Quando vai a stipulare un contratto, se hai delle pretese dal punto di vista economico, è chiaro che la squadra si aspetta che tu rispetti certe consegne o certi accordi. Quindi a volte potrebbe essere meglio accettare di guadagnare qualcosa in meno, ma poter incidere sugli obiettivi. Pogacar finora si è gestito il calendario. Quando ha voluto fare il Fiandre, gliel’hanno fatto fare. Quando ha voluto fare le Ardenne, glielo hanno permesso, ma era un rischio enorme. Tanto che per una caduta alla Liegi, ha compromesso il Tour.
Avere accanto uno psicologo aiuta a non subire i piani fatti da altri?
Puoi arrivare alla partenza meno impreparato. Lo scheduling aiuta a calcolare quasi tutto quello che può succedere durante la gara. Quindi non è solo il team che ti dice la strategia, sta a te essere nella condizione di prevedere tutto quello che ti può capitare. Dall’alimentazione, alle condizioni del meteo, fino ai punti critici in gara. La sera prima di competizione dovresti fare questo. Chiederti: qual è il mio ruolo all’interno della gara? Molti atleti durante il Giro d’Italia, passate le prime 4-5 tappe, entrano in una sorta di trance non agonistica. Praticamente stanno in gruppo, ma non danno nessun contributo al team. Non sfruttano nessuna occasione di gara e tirano a finire il Giro. Questo secondo me è completamente inutile.
Lo psicologo gli impedirebbe di cadere in questi blackout?
Se hai iniziato il lavoro da prima, puoi provarci (Mondini su questo punto è perplesso, ndr). Purtroppo invece viene gestita con direttori sportivi che cercano di fare da motivatori, per tirare fuori il massimo. Lo psicologo invece cercherebbe di smuoverti internamente per trovare le tue risposte: le dinamiche perché tu riesca da solo a gestire questi aspetti. E’ una cosa che oggi manca. Siamo davanti a un sistema che funziona sempre più dall’esterno verso l’interno, cioè dal team verso l’atleta. Se non si costruiscono individui forti, avranno dei problemi alla fine della carriera anche nel gestire la quotidianità. Cosa che per certi versi succede anche ora.
In che senso?
Ci sono ragazzi che non sanno gestire il quotidiano. Il giorno in cui devono fare il lungo, escludono tutto il resto, anche cose di breve durata. Non si rendono conto che la giornata è fatta di 24 ore e possono tranquillamente fare altre cose. Non hanno una programmazione, non sanno risolvere le questioni più semplici. Quella fase di preadolescenza resta latente, poi esplode e provoca l’altissima percentuale di divorzi, separazioni e problemi dal punto di vista relazionale. Una volta che vengono a mancare l’obiettivo e le regole che ti dà lo sport, rischi di trovare individui completamente disequilibrati che perdono le facoltà quotidiane delle persone normali. Devono reimparare da zero, esattamente come fanno i ragazzi in comunità di recupero.

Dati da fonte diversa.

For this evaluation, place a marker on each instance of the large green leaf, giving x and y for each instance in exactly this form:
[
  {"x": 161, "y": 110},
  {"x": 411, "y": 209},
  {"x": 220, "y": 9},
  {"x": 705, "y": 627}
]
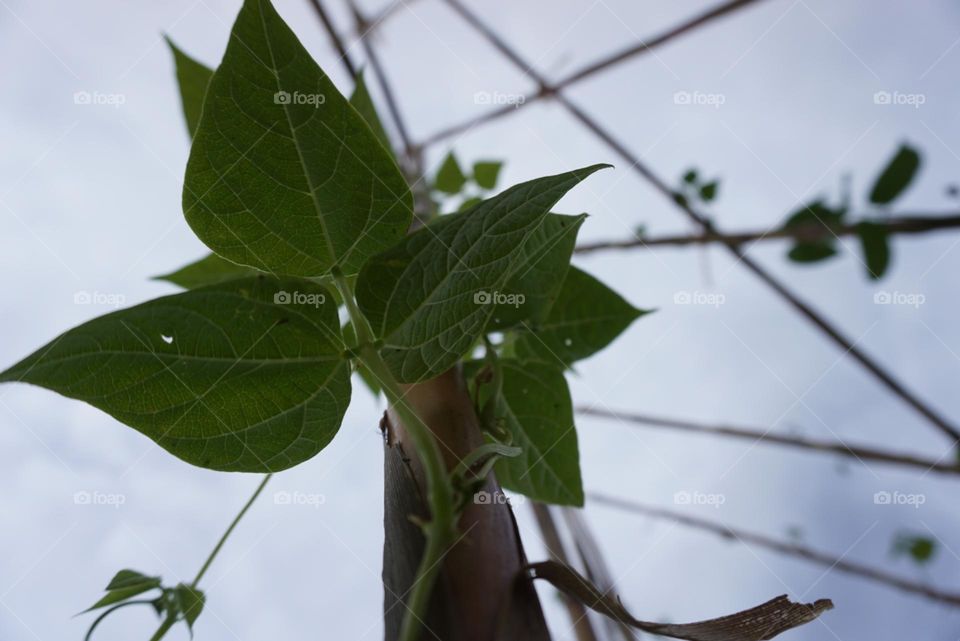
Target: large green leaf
[
  {"x": 585, "y": 318},
  {"x": 244, "y": 376},
  {"x": 896, "y": 176},
  {"x": 536, "y": 410},
  {"x": 429, "y": 297},
  {"x": 209, "y": 270},
  {"x": 124, "y": 585},
  {"x": 450, "y": 178},
  {"x": 538, "y": 276},
  {"x": 284, "y": 175},
  {"x": 193, "y": 78},
  {"x": 361, "y": 100},
  {"x": 876, "y": 248}
]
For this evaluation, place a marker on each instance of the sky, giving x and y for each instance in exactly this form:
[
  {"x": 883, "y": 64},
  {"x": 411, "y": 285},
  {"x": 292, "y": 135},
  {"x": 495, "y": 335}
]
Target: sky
[{"x": 783, "y": 110}]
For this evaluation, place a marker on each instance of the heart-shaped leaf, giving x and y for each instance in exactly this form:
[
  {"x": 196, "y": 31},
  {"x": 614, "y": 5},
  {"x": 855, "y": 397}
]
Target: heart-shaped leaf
[
  {"x": 192, "y": 78},
  {"x": 244, "y": 376},
  {"x": 284, "y": 175},
  {"x": 586, "y": 317}
]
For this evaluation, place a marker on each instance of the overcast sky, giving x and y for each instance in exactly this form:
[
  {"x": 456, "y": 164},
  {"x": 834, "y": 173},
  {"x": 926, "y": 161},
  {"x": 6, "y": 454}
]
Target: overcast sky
[{"x": 90, "y": 202}]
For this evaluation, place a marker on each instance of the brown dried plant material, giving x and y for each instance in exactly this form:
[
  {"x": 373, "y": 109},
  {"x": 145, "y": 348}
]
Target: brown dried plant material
[{"x": 762, "y": 622}]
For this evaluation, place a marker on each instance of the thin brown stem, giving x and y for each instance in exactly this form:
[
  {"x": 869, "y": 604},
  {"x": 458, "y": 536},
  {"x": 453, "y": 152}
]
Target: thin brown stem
[
  {"x": 765, "y": 437},
  {"x": 555, "y": 548},
  {"x": 843, "y": 342},
  {"x": 782, "y": 547},
  {"x": 335, "y": 38},
  {"x": 904, "y": 224}
]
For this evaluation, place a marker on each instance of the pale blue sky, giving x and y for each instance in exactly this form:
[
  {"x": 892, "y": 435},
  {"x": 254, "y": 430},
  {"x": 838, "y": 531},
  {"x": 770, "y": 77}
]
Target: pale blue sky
[{"x": 90, "y": 202}]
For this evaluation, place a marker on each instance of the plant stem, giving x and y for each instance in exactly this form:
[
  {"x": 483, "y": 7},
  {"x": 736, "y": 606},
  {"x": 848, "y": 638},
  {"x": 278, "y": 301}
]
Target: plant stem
[
  {"x": 169, "y": 621},
  {"x": 226, "y": 535},
  {"x": 440, "y": 530},
  {"x": 163, "y": 629}
]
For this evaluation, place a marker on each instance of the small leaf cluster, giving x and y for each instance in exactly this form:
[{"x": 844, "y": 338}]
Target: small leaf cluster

Perché il supporto degli psicologi, soprattutto nelle categorie giovanili, viene spesso escluso?
Perché in qualche modo ti può anche rallentare la prestazione. Se si trova davanti un ragazzo che sta facendo fatica come individuo ad affrontare certe dinamiche, che è in preda all’ansia, lo psicoterapeuta ti dice che per il suo bene è meglio che cali un pochino con la bici. Che stacchi un attimo, si rilassi e faccia un percorso per poi ritornare al suo livello. Ma questo vorrebbe dire stare fuori dalle corse per qualche mese e spesso la squadra non se lo può permettere. Stessa cosa per l’atleta, che ha paura di rimanere fuori squadra. Dicono che lo psicologo è un guaio perché tira fuori il problema…
Invece?
Se il problema c’è, non individuarlo e affrontarlo può diventare un guaio anche superiore.